If you feel silly asking for credentials or more time to verify a situation, just think of how silly you’d feel if you were to blame for a breach on your entire organization.
There were 357 new malware variants in 2016, up from 257 in 2014. — Symantec
#7 Failing to Secure Cloud Apps
Organizations are using more cloud apps than ever before, and fraudsters have adapted to the new opportunities.
Although the average enterprise used 928 cloud apps in 2016, CIOs interviewed by Symtantec would have put their number at 30 to 40. Many also don’t recognize the risk of exposure of data stored in the cloud, sometimes even without their knowledge.
Yes, accessing the cloud can add to organizational collaboration and efficiency. Yet, at the same time, cloud services can add security vulnerabilities if the business isn’t attentive to how its business data is stored on cloud services.
#8 Leaving the IoT Doors Open
Symantec suggested in its 2017 Threat Report that IoT and cloud attacks are gaining momentum. Yet, at the same time, they noted that organizations are underestimating the risk and leaving themselves open to attack.
In fact, default user names and passwords on IoT devices are often left unchanged either because of the difficulty in changing those that are hardcoded, or because users are unaware of the danger.
Yet the danger is real.
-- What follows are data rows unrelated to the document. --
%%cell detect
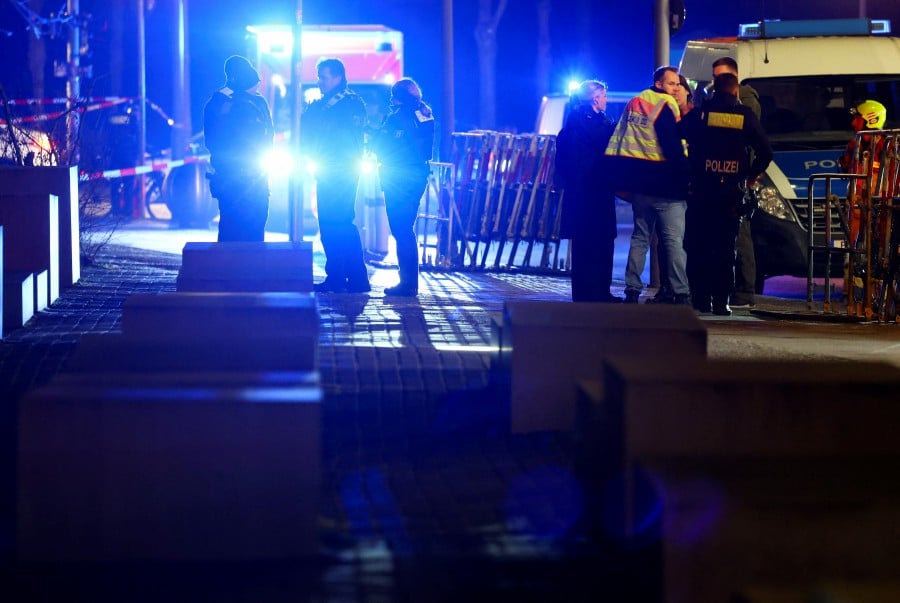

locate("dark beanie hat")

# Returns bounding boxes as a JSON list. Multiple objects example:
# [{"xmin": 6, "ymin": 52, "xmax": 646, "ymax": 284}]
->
[{"xmin": 225, "ymin": 54, "xmax": 259, "ymax": 90}]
Gartner predicts there will be more than 20 billion IoT devices in the world by 2020, and cyber criminals are quickly learning to take over devices with little protection and easily guessed user names and passwords.
Tip: When an IoT device is not in use, make it so that it can’t be access remotely to help seal one possible entry point a cyber criminal might take.
#9 Assuming “That Will Never Happen to Us”
People know they should be actively protecting their information and devices. Still, according to Norton’s 2016 Cyber Security Insights Report, 76% of consumers are aware of their vulnerability but still engage in risky online behaviors (anyone feeling a little pang of guilt here?).
Some 71% of consumers in Norton’s study said public Wi-Fi is useful for checking emails and sending documents. But are those consumers doing the same with their work emails while on a coffee break offsite? Hackers can easily access an unsecured network and intercept the information your employees are entering, efficiently multitasking while waiting in line for their macchiato.
Complacency can also be seen among Mac users who believe that only PCs can be hacked. While there are fewer Mac viruses (or, for the burger fans, “Mac attacks”), there are still documented cases of Macs being targeted.
Ultimately, it’s up to an organization to effectively educate its employees about the real risks of some of their bad habits.
Strategies to Share with Employees
There are many, many ways for cyber criminals to access information. Taking preventative measures at all entry points may seem overwhelming. When training employees, though, there are some basic behaviors that can make a big difference to data security.
You might focus on encouraging good habits around these points in particular:
- Make strong, distinct passwords and protect them.
- Delete any suspicious emails, especially those with links or attachments.
- Keep security software up to date.
- Change device default passwords.
- Be suspicious of emails, calls, or visitors encouraging action that is outside of the normal procedure.
- Exercise caution when connecting to public WiFi.
Red Team Security Consulting can identify and fix vulnerabilities at your business. With our application, network, physical, and IoT device penetration tests, our team of experts can help secure your business. Schedule your free consultation now!
Key Terms to Know
Malware — A broad term for all manner of malicious threats including viruses, Trojans, ransomware, spyware, and worms.
Virus — A category of malware designed to replicate and spread.
Spear-phishing — An email sent to an individual, personalized, with some knowledge of the target, that uses that familiarity to make the individual act urgently to provide sensitive data.
Ransomware — A category of malware hidden in seemingly routine correspondence that once enacted can hold the victim’s data hostage for money.